Single CPU Core Matrix Multiplication Benchmarks

This repository aims to benchmark Matrix Multiply (SGEMM) hand-tuned libraries and code generation stacks on a single thread on one CPU core. The focus will be on machine learning workloads so FP32 or smaller and irregular sizes of matrices. The goal is to expose high performance atomic kernels that can then be used to build highly efficient higher level implemenations spanning multiple cores or distributed across systems.

Results

Results on Intel XEON Skylake (iMAC PRO, AVX512)

Results on Xeon Cascade Lake (GCP C2 instance, AVX 512)

Results on Xeon Cascade Lake Codegen TVM, Halide, MLIR (GCP C2 instance, AVX 512)

Results on AMD Ryzen 5950x (ZenV3, compared to AMD's BLIS and OpenBLAS for RESNET50 sizes)

Results on Intel XEON E-2276M Coffee lake (Thinkpad P53, AVX2)

Results on Apple M1 (NEON - no AMX2)

Note: 8GB Mac Mini runs roughly 25% slower than the 16GB version on other tests.

Installation

First checkout the repo with submodules

git clone --recurse-submodules https://github.com/mmperf/mmperf.git

To build the code, run

cmake -GNinja -DCMAKE_CXX_COMPILER=clang++-11 -DCMAKE_C_COMPILER=clang-11 -DUSE_MLIR=ON -B build .
cmake --build build

Another example to build with all backends. Assumes you have MKL, OpenBLAS and Halide installed (see below to install)
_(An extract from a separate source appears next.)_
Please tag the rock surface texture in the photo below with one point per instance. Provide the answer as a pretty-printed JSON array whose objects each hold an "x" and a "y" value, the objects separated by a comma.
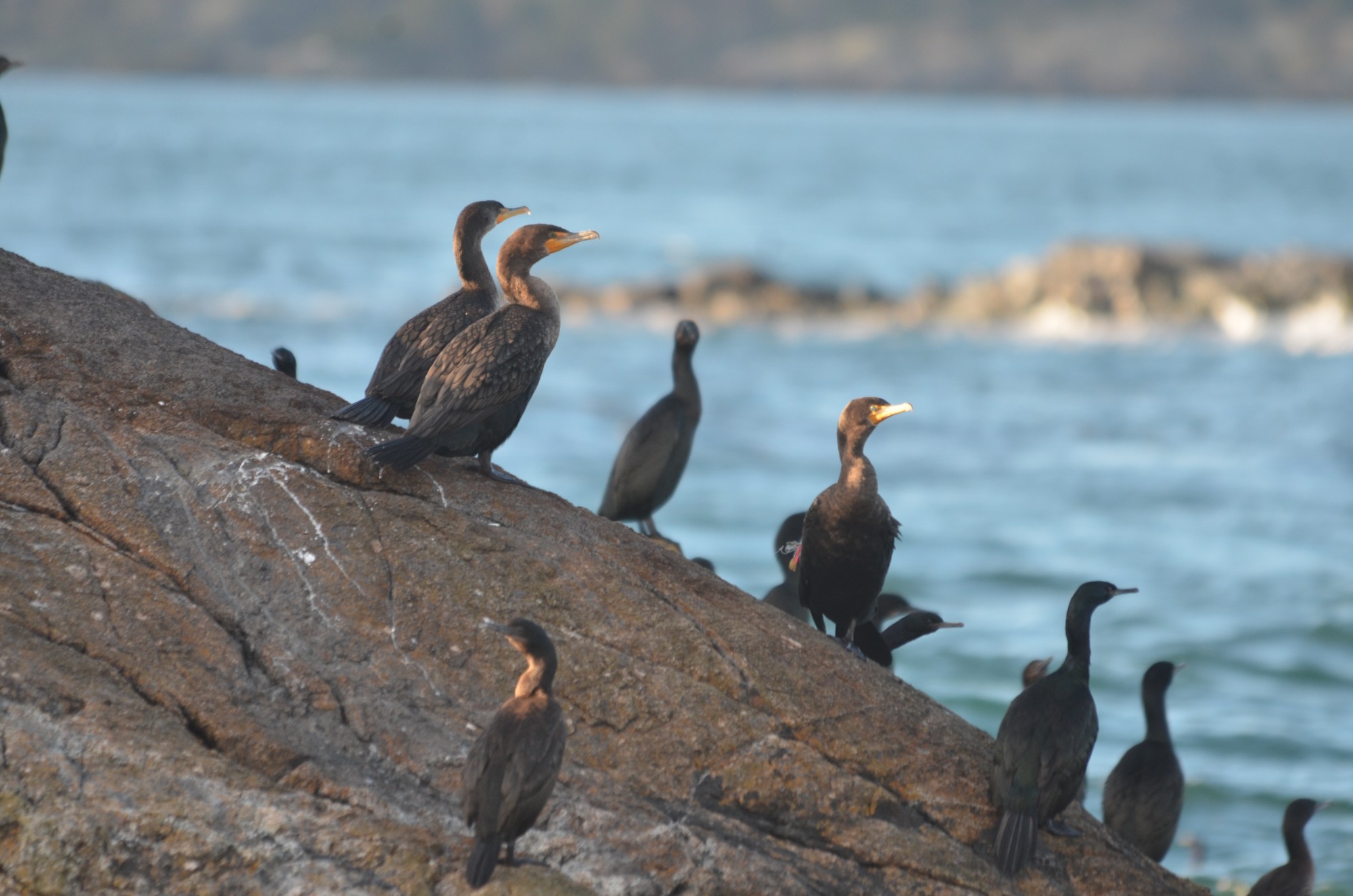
[{"x": 235, "y": 658}]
HALIDE_DIR=/home/foo/lokal/halide/ MKL_DIR=/opt/intel/oneapi/mkl/latest/ cmake -GNinja -DCMAKE_CXX_COMPILER=clang++-11 -DCMAKE_C_COMPILER=clang-11 -DMKL_DIR=/opt/intel/oneapi/mkl/latest/ -DUSE_MLIR=ON -DUSE_MKL=ON -DUSE_RUY=ON -DUSE_HALIDE=ON -DUSE_OPENBLAS=ON -B build .

cmake --build build

To plot the results, you will need to install matplotlib.

pip install matplotlib

Running the code

We use AOT compilation to generate the binaries for matrix multiplication and then run them to generate the benchmarking numbers. To run all the tests, do

cmake --build build/matmul --target run_all_tests

The plot will be saved in matmul.png

To run a specific matrix size (say 24x64x512), run

./build/matmul/matmul_<LIBRARY>_24x64x512

Installing optional dependencies: Halide, OpenBLAS, MKL

Halide

 git clone https://github.com/halide/Halide.git --recurse-submodules
 cd Halide/
 sudo apt install libclang-11-dev clang-11 liblld-11-dev
 LLD_DIR=/usr/lib/llvm-11/lib/cmake/lld cmake .. -GNinja -DCMAKE_BUILD_TYPE=Release -DTARGET_WEBASSEMBLY=OFF -DCMAKE_INSTALL_PREFIX=/home/<foo>/lokal/
 ninja
 ninja install
 export HALIDE_DIR=/home/<foo>/lokal/halide

OpenBLAS

sudo apt install libopenblas-dev

BLIS

git clone https://github.com/flame/blis
cd blis
./configure --prefix=/home/foo/lokal/ --enable-cblas -c amd64
make -j 16
make install

Intel MKL

Download and install from https://software.intel.com/content/www/us/en/develop/articles/installation-guide-for-intel-oneapi-toolkits.html

Code structure

The linalg codegen pass is in matmul/matmul-compile/matmul-compile.cpp.

Theoretical Max FLOPS

This benchmark was run on an Intel Xeon CPU running at 3.1GHz. The machine has 256Kb L1 cache, 8Mb L2 cache and 24.8Mb L3 cache. It supports AVX-512 instructions. The peak performance of the machine is 3.1 x 8 x 2 x 2 = 99.2 GFLOPS for double precision and 198.4 GFLOPS for single precision.